Similarly, the family members and friends of the victims killed in such circumstances have witnessed the trials of these offenders, expecting justice to be served, only to find that the killer is not considered a murderer under the law. Instead, these family members and friends find some level of blame is placed on the actions of the victim, that somehow by engaging in a non-violent sexual advance they have helped to cause and even partly deserved their own death.

The saddest part of preparing this submission was in reading the Committee’s briefing paper and learning that, not only have at least 11 men been killed in these circumstances in NSW, but also that 11 families were so profoundly let down by the justice system between January 1990 and September 2004. It is highly likely that the defence has been used more times since then, dishonouring more victims and causing additional pain to more families already dealing with the loss of a loved one.

I wrote earlier that it is the fault of the High Court, in Green v The Queen, that the homosexual advance defence remains a part of the criminal law.

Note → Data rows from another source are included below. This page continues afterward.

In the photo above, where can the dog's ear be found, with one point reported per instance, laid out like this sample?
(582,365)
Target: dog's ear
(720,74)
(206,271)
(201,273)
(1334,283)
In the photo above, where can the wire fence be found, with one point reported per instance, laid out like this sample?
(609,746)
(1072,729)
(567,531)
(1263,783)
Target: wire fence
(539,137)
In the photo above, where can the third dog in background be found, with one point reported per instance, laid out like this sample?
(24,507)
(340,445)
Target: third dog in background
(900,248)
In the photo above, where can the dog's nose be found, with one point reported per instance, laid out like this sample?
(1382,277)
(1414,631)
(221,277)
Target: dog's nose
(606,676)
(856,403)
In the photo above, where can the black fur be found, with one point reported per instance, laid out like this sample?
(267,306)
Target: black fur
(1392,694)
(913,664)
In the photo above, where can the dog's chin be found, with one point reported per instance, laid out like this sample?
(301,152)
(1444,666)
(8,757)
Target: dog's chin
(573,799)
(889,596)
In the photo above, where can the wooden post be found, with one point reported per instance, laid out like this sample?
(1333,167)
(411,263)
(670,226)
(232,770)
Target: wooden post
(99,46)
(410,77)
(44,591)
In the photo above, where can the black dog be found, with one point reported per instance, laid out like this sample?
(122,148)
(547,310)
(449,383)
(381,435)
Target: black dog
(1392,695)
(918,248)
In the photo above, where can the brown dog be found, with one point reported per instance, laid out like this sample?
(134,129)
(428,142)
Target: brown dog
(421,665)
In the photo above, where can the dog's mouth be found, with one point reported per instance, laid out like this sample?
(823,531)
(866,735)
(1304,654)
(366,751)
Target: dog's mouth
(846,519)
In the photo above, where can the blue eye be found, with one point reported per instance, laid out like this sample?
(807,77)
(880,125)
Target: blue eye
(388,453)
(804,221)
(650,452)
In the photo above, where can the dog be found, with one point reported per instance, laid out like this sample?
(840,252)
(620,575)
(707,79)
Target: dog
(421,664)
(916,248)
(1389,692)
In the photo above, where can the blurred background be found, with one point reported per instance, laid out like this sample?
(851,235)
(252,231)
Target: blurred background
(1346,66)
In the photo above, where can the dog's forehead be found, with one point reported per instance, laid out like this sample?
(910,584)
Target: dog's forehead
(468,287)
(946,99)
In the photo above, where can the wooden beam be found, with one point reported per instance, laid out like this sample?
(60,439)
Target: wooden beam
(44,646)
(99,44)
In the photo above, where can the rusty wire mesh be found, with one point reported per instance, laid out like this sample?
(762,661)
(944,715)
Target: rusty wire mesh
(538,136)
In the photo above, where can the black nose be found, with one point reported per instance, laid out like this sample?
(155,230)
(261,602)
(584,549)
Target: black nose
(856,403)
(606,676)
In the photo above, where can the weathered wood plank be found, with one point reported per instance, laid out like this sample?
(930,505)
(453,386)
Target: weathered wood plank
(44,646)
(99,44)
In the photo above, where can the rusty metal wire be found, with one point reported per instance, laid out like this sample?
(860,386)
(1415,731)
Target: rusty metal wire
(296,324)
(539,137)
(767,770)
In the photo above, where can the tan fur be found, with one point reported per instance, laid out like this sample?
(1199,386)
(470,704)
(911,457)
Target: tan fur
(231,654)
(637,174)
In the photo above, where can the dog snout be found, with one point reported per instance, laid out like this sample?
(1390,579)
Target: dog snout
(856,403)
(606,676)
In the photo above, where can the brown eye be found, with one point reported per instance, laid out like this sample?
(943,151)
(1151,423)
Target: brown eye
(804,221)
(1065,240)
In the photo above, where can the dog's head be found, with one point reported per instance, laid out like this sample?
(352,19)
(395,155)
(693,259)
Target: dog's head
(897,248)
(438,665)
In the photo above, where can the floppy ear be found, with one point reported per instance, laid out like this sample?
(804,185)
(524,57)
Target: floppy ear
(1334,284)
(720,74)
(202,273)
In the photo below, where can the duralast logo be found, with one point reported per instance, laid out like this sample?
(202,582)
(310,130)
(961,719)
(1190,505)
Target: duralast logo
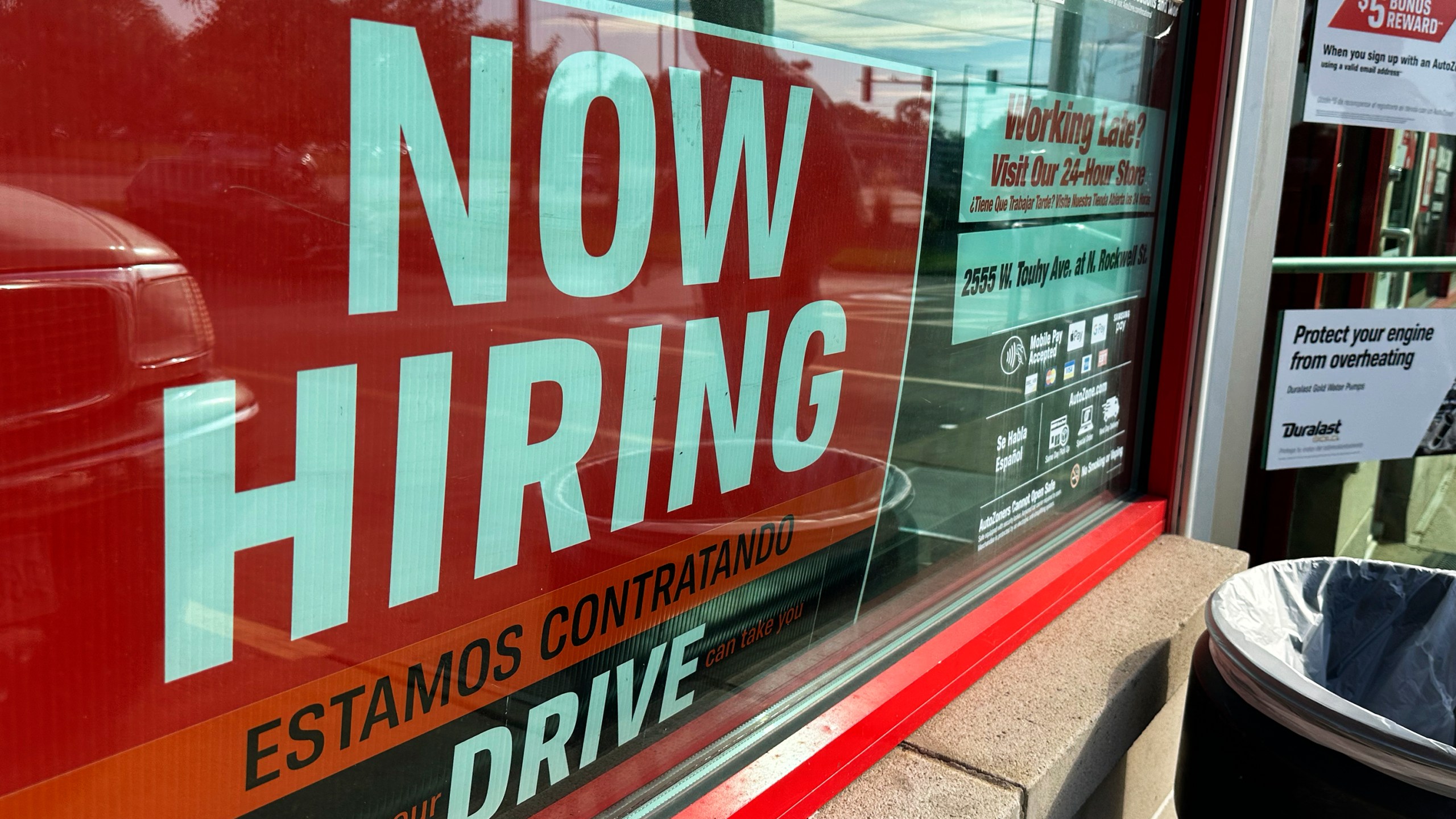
(1320,431)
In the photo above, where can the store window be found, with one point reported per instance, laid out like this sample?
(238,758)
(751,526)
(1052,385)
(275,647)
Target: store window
(1365,235)
(506,408)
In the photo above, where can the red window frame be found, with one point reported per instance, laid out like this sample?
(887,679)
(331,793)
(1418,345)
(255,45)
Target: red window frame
(804,771)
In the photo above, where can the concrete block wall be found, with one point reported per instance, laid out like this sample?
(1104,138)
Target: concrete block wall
(1079,723)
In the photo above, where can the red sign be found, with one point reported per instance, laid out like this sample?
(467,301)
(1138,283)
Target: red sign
(450,350)
(1413,19)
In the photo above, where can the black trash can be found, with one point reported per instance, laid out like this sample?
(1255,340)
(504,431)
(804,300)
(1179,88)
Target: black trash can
(1324,687)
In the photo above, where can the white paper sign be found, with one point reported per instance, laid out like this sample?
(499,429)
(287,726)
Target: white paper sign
(1385,65)
(1362,385)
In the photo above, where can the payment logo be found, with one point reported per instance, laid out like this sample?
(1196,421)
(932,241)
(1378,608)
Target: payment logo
(1077,334)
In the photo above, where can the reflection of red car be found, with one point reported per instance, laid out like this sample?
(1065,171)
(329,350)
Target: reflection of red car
(95,318)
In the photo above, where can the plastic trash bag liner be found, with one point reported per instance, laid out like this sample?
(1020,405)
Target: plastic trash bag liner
(1355,655)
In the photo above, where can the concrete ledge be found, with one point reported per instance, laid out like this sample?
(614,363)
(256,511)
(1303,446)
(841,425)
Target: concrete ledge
(1059,714)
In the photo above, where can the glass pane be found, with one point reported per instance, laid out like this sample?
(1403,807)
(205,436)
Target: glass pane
(501,408)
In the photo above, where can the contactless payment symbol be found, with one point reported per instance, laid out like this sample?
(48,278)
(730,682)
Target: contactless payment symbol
(1014,354)
(1077,334)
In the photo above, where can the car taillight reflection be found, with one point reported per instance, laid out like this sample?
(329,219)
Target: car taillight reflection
(171,321)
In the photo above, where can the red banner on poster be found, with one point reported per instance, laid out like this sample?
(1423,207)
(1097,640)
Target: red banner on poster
(407,341)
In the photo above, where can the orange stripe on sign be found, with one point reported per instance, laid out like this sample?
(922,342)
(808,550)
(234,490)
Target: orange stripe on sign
(198,773)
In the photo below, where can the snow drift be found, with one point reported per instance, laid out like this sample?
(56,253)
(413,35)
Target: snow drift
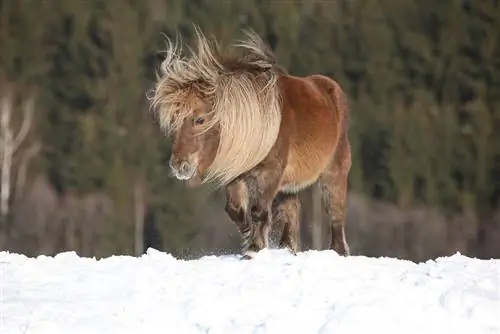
(313,292)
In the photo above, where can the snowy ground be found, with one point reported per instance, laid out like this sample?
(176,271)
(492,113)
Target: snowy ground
(313,292)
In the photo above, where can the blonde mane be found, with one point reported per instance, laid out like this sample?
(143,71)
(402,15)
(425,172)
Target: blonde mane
(244,95)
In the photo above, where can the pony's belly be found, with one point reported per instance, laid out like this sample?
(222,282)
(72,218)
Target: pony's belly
(301,173)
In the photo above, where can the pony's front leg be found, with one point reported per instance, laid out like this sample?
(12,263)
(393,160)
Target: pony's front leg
(262,185)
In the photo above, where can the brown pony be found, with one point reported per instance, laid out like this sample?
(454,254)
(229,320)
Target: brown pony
(243,123)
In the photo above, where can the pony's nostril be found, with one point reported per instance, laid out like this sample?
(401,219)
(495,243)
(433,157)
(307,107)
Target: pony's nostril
(184,167)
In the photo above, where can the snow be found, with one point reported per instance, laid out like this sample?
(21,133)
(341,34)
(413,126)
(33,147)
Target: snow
(312,292)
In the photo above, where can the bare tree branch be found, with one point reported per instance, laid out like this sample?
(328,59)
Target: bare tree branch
(28,110)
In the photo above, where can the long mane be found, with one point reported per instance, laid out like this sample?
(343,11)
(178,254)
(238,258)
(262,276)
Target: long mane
(244,96)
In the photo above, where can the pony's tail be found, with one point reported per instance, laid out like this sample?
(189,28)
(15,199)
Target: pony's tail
(259,53)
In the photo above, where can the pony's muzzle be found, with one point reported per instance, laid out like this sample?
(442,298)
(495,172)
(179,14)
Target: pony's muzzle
(182,169)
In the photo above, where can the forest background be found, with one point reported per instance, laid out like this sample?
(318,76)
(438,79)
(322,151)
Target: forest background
(84,167)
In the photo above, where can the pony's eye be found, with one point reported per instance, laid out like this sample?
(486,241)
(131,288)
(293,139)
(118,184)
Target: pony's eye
(199,121)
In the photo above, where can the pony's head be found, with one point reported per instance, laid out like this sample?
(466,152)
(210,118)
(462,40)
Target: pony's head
(222,112)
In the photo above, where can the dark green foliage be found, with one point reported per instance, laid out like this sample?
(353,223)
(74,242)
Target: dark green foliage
(422,77)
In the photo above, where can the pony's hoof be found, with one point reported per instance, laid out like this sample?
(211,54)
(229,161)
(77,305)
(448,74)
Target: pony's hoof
(248,255)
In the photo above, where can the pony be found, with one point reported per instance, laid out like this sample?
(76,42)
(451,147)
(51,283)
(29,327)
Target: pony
(241,122)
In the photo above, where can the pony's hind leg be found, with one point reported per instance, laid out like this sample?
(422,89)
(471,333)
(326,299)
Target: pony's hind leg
(286,217)
(334,193)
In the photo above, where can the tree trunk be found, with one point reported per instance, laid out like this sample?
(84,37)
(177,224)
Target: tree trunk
(139,211)
(7,151)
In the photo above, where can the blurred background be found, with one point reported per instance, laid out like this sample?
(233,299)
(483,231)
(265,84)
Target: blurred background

Where the courts get it wrong, as they clearly have in this area, it is the responsibility of the parliament to remedy the error and thereby ensure the justice system operates in a fair and non-discriminatory manner.

There are two options for the NSW Parliament to abolish the homosexual advance defence.

The first would be to amend s.23 of the Crimes Act 1900 by inserting a section which would exclude non-violent homosexual advances from forming the basis of provocation. This was the course of action recommended by the Homosexual Advance Defence Working Group in 1998, and appears to have been adopted in the ACT and NT.

The second option would be repeal s.23 in its entirety and abolish the partial defence of provocation altogether, as has been done by Tasmania, Victoria and Western Australia.

As I have concentrated solely on the homosexual advance defence and not on the impact of such a change on cases involving family violence and other instances where the partial defence of provocation may be applied, I am not in a position to recommend which of these options should be adopted in the broader context (for example, if s.23 is repealed entirely, it may be necessary to incorporate a new provision for ‘defensive homicide’, as the Victorian Parliament did in 2008).

Nevertheless, I believe it is clear the NSW Parliament should adopt one of these courses of action to ensure that no more killers are able to rely on the homosexual advance defence to reduce their conviction from murder to manslaughter. The homosexual advance defence is unjust, it is discriminatory and it should be made history.

Recommendation

The NSW Parliament should either:

a)      Amend s.23 of the Crimes Act 1900 by inserting a section which would exclude non-violent homosexual advances from forming the basis of provocation; or

b)      Repeal s.23 of the Crimes Act, thereby removing the partial defence of provocation entirely.